Fortunately, relief may be in sight. On March 22 of this year, the California Supreme Court agreed to review Goleta II. Hopefully, the Court will set forth a much more objective site of standards to provide guidance to those who work with CEQA.

While we wait for the Court to speak, however, and even after areas of uncertainty have to some extent been clarified, we who labor under the project-review mantle of CEQA should collectively push for a return to a more meaningful “reasonableness” standard, so that public policy objectives of CEQA can be met efficiently and effectively. (Obviously, not just in the alternatives arena, but I’ll leave the rest for another day.)

Let’s face it, the current situation is cumbersome and counterproductive. Due to the uncertainty of what are viable alternative sites, or how many sites will be enough, project proponents must cast about for all manner of alternative in the absence of appropriate rules or guidelines. Further, planning officials who must oversee the preparation of EIRs are left without useful standards by which to review the discussion of alternative project locations. Project consultants who must advise their clients are similarly restrained by doubt.
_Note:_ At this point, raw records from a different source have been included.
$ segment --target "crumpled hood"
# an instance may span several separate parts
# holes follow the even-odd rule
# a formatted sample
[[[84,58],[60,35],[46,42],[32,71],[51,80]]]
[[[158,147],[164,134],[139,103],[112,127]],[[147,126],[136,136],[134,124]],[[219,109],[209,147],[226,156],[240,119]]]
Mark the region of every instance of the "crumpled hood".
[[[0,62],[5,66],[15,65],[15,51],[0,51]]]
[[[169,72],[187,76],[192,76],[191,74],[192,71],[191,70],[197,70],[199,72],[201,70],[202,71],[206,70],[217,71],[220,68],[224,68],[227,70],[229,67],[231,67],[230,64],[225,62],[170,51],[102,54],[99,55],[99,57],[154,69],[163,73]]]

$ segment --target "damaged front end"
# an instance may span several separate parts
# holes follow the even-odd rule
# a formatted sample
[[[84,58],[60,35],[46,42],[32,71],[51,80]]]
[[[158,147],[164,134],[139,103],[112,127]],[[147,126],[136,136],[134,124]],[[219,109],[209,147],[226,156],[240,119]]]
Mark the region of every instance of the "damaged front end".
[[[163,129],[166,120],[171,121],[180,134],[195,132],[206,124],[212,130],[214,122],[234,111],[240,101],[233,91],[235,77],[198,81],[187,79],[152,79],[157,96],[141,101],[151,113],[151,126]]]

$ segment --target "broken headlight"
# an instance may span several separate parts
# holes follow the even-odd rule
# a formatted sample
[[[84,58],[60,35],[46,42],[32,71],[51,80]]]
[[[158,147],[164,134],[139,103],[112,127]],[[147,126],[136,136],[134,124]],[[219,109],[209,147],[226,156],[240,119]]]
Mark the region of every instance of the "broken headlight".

In the last two years, project proponents have attempted to resolve this dilemma by spending more money and time to thoroughly analyze virtually every potential alternative project location. If there were much clearer standards with respect to such analysis, a far more relevant and meaningful presentation of the few, if any, legitimate alternative sites for a given project could be included in an EIR, thereby saving the system from an unnecessary expenditure of time and money.

The tools with which to fashion a return to sanity are at our disposal. Under CEQA and the State CEQA Guidelines, the scope of alternative site analysis is to be “reasonable,” and the guidelines provide clear language (much of which was endorsed by the cases I’ve noted) for sensible decision-making. We shouldn’t have to waste time with some optional site that simply would not be used for a given project. Furthermore, public agency reviewers of EIRs have broad discretion regarding what constitutes a sufficient alternatives analysis.

In summary, we should not lose site of power of reason and sensibility as we grapple with the task of alternate site analysis, and as we wait for the divine intervention of the high court.